"Key Nell" (Skam, 1996), besides being the most celebrated EP by the entity Gescom, is also the one where the Autechre touch is clearer than elsewhere, so much so that it was released, in the promo edition, under the name Autechre. In this EP, the award-winning duo Booth & Brown showcases both the hip hop influences typical of their late '90s work and the electro wanderings that appeared several times in this side project (which, we recall, involves them alongside other, more or less hidden, minds from the historic overseas label).

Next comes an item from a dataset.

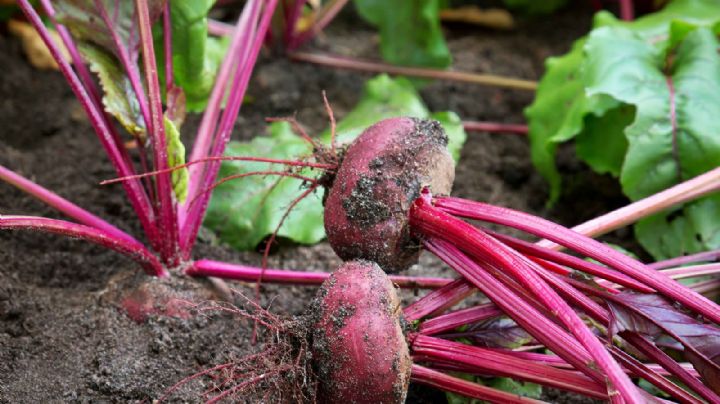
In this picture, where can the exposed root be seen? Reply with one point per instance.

"Key Nell 1" is an immediate stroke of genius: through a synth emulating the sound and timbre of a jazz double bass, and electronic percussion that acts as the (counter)part of ride and cymbals, it opens up to a track that, as soon as the powerful beat enters, takes on a decidedly more inhuman dimension, with skewed and fractured counter-rhythms in the style of "LP5", while maintaining an underlying linearity - on the jazz parts - generating obsessive and engaging grooves; once the rhythm is constructed, cinematic strings and segmented vocals appear, embellishing a groove that is now more fluid and rounded, in a display of technique and ideas that greatly influenced Autechre during the 97/2005 period, which in my opinion remains their creative peak.
"Key Nell 2" and "Key Nell 3" maintain the same style, barely moving in a swamp of sharp and muddy sounds crossed by distant and alien melodic sections, with rarefied organic textures that take us back directly to the ever-cited "Amber" (its ghost is sighted time and again in Gescom's work), and more precisely to the legendary "Silverside", from which the typical fragmented and defragmented vocal samples are also borrowed, constructing mentalism and technicalities that, in mixing hip hop influences, industrial mechanisms, rhythmic experimentation, and ambient sounds, make this one-two an authentic manifesto of mid-nineties Autechre. "Key Nell 4", on the other hand, recalls "Chichi" (which later appeared on "Chiastic Slide"), and seems like a primordial version of it, presenting the same sounds, just as the atmosphere changes unexpectedly from playful and cheerful to nostalgic and disenchanted, a borderline personality that leaves to more arithmetically irregular fractals and thicker beats than ever the task of keeping the track steadily in a precise direction, that of rhythmic experimentation.
Perfectly balanced between melody, rhythm, and experimentation "Key Nell" is what one would call a perfect release.